§ Mr.H. Whitbread
presented a petition from the directors of the London and Westminster Oil Gas Company, complaining of the manner in which that bill had been got rid of by the committee above stairs. After a long and laborious inquiry in the committee, of which he was chairman, and in which fifteen or sixteen counsel were heard from day to day, a number of persons, most of whom were interested in the Coal Gas companies, and not one of whom had attended for a single hour during the progress of the 1013 inquiry, came down on the last day, and voted against the bill. In this way a measure which would have been of great advantage to the public, had been lost, and with it no less a sum than 30,000l. which had been expended in order to carry through parliament. The manner in which private business was conducted in committees above stairs was a disgrace to the country.
§ Mr. T. Wilson
concurred in the necessity of a reform in the mode in which private business was conducted in committees.
§ Mr. W. Smith
agreed, that the manner in which business was conducted, by committees above stairs called loudly for reform. So much did he disapprove of the practice pursued, that he had not entered a private committee room for many years.
Mr. Calcraft said,
that the general system undoubtedly stood in need of reform; but it could not be denied that it was a matter of considerable difficulty. The practice of deciding on the merits of a question, without hearing it argued, was one of daily occurrence in that House. He by no means, however, meant to set up one vicious practice as a defence for another. He had not himself matured any plan of reform, but he thought the best precedent they could follow would be the Grenville act, the provisions of which had been found to be an effectual remedy for the abuses which prevailed in Election committees. He should recommend the appointment of a special committee by ballot, whose duty it should be to consider and report on the merits of private bills. The conduct of private committees above stairs, had given great dissatisfaction to the public.
§ Mr. Sykes said,
that in the present instance a measure of great public advantage had been thrown out by a majority of members, who had a direct private interest in opposing it, and who had voted against it without hearing a syllable of the evidence. He had never met with a case of more gross injustice.
§ Mr. Littleton
expressed his astonishment, that any individual, who had the slightest pretension to the character of a gentleman, or a man of common honesty, could venture to conduct himself in the manner in which some of the members of this committee had acted.
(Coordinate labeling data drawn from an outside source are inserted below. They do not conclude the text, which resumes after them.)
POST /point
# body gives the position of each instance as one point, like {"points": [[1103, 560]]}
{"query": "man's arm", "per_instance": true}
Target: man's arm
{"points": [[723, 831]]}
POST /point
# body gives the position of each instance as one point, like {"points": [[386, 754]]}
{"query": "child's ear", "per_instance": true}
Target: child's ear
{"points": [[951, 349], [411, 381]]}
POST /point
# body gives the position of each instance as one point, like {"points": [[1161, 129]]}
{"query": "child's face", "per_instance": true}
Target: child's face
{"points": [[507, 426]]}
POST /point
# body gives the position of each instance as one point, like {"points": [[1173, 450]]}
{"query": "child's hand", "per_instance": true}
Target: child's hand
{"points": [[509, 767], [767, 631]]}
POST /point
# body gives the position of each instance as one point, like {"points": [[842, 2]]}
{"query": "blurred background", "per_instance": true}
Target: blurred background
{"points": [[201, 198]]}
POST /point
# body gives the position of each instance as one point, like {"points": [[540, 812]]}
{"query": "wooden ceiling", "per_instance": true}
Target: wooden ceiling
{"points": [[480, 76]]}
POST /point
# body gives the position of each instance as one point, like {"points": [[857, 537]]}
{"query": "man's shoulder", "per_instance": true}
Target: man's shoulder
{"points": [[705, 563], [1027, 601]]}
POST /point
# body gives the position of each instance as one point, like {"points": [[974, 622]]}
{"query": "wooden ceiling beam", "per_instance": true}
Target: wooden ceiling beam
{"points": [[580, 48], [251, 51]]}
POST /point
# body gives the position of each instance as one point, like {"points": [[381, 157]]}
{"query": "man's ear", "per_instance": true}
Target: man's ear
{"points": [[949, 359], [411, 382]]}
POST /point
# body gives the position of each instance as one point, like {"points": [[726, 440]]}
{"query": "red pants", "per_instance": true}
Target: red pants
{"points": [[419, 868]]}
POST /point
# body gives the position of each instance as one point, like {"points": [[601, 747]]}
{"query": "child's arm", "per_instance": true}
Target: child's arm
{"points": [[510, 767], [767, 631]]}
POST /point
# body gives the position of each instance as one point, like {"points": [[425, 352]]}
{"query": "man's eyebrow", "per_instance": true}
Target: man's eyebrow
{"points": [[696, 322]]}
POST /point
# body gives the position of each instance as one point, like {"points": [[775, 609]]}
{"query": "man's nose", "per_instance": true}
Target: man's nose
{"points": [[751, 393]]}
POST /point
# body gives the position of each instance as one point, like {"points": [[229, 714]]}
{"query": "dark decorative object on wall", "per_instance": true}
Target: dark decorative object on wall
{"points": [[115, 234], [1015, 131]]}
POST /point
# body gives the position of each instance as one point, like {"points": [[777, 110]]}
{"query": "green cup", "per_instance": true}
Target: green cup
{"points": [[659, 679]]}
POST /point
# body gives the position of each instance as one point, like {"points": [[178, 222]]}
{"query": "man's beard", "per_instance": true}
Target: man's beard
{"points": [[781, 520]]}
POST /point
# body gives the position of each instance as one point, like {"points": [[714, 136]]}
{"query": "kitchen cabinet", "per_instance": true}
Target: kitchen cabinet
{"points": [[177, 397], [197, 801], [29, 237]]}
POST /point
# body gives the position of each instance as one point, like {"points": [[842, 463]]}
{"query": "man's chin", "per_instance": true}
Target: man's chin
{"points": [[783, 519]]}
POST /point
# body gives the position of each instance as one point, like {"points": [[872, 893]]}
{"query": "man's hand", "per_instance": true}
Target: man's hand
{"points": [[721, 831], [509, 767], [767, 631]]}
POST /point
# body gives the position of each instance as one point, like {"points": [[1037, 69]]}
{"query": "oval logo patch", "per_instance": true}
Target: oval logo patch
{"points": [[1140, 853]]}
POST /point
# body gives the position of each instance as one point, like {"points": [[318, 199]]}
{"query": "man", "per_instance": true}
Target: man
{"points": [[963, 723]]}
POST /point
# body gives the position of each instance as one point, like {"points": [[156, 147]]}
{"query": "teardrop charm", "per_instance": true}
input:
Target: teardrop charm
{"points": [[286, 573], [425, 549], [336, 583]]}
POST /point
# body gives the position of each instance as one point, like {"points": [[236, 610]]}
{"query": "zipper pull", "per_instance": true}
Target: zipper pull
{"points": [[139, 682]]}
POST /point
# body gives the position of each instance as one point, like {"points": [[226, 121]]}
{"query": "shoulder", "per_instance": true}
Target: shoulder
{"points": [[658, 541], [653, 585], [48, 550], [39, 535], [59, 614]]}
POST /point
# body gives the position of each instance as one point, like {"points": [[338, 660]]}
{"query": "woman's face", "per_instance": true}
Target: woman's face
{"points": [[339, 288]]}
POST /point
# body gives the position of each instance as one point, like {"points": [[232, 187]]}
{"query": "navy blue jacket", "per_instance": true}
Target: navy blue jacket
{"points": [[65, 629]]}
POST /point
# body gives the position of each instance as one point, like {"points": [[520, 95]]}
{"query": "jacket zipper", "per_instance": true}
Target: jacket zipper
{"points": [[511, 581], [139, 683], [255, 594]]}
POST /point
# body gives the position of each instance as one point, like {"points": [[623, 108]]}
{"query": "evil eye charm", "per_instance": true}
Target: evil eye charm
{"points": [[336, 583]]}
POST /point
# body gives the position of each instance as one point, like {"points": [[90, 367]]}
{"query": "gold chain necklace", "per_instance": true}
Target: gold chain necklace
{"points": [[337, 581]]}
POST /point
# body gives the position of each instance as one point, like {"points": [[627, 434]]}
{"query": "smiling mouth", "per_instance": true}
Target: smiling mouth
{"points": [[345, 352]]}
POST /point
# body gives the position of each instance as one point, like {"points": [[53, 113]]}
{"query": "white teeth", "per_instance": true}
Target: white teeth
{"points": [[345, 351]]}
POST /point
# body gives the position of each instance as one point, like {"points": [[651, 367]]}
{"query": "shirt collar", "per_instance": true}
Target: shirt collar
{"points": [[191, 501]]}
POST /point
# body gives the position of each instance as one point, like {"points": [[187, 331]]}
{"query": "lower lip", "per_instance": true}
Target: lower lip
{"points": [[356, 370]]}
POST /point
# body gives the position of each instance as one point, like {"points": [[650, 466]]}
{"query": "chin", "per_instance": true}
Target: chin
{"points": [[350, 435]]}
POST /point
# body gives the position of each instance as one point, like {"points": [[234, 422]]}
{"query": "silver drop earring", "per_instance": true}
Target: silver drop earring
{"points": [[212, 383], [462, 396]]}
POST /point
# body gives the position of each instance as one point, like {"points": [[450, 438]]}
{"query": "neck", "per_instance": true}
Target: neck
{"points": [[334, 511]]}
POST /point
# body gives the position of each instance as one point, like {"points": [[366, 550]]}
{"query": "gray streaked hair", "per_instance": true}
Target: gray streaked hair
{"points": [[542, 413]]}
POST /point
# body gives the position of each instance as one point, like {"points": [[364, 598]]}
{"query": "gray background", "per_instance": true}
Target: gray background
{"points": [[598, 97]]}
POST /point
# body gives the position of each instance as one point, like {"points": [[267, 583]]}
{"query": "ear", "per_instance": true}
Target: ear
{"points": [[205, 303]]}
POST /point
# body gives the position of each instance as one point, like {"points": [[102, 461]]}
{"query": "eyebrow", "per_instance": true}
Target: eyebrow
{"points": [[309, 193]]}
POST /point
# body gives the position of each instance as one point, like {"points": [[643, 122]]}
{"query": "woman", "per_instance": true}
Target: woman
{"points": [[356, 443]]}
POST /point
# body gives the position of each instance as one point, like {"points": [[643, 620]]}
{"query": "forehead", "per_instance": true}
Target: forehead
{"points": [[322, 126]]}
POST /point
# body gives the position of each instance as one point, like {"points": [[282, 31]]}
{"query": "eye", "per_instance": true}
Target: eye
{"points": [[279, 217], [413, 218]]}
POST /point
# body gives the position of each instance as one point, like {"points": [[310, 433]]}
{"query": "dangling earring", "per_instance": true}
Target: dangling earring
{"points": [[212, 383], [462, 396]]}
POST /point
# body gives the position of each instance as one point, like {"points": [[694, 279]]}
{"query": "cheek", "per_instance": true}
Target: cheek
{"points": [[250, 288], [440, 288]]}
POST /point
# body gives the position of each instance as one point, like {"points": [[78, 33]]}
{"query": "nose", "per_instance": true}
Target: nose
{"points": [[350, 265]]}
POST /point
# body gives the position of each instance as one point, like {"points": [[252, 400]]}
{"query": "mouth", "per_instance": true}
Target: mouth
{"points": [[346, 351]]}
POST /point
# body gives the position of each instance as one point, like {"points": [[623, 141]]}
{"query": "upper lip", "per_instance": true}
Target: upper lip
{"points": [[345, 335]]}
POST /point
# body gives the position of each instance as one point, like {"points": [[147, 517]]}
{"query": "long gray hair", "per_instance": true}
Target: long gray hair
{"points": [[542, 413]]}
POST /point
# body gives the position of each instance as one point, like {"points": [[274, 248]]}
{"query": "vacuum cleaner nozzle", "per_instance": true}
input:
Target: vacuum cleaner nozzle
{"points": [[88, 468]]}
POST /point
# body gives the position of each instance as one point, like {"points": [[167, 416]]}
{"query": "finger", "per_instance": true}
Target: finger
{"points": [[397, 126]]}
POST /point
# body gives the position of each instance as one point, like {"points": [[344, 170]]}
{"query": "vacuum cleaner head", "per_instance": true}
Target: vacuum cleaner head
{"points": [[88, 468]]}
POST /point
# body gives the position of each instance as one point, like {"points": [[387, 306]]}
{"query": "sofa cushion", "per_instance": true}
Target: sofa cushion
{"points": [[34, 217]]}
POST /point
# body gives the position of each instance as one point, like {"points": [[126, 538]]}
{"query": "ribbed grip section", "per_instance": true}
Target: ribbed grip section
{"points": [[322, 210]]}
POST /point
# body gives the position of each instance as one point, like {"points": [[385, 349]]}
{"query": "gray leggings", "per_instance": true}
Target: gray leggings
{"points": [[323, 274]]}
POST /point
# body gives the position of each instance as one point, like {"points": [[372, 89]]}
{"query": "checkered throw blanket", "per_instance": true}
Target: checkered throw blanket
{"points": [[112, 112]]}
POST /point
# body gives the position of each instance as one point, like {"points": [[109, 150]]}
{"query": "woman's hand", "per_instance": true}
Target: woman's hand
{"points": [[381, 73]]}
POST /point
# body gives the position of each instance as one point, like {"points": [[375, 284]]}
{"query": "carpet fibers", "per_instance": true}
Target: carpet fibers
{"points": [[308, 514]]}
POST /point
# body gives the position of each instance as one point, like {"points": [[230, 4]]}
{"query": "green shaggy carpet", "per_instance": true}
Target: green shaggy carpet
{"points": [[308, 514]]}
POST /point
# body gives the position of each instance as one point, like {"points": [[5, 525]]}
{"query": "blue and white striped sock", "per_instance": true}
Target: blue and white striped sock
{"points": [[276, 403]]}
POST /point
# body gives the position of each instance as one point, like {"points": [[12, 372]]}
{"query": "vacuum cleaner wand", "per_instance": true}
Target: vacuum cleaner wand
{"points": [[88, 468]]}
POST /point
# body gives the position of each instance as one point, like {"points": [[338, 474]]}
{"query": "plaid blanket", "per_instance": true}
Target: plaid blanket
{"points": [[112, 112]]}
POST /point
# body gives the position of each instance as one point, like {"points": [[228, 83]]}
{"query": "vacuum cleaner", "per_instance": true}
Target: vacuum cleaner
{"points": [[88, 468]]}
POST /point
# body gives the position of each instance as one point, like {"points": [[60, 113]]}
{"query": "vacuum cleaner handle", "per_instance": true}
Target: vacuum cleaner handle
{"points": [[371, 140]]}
That any member who had not heard a tittle of the 1014 evidence on a private bill should venture to come down on the last day and vote against it, was so scandalous a proceeding that he could not find language strong enough to express his reprobation of it. He could not think, that there was any resemblance between this case and that of the votes given by members in that House. It was the duty of private committees to decide on details of which they could only judge by hearing the evidence; whereas members in that hearing decided on principle, and might have other opportunities of judging of the merits of a question, independently of the arguments which they might hear in that House.
§ Mr. J. P. Grant
said, he had abstained from voting on this committee, because he had been unable to attend it. Though there must be a great number of members in the House who voted on that committee, and who now heard their conduct reprobated, not one of them had ventured to contradict the statement.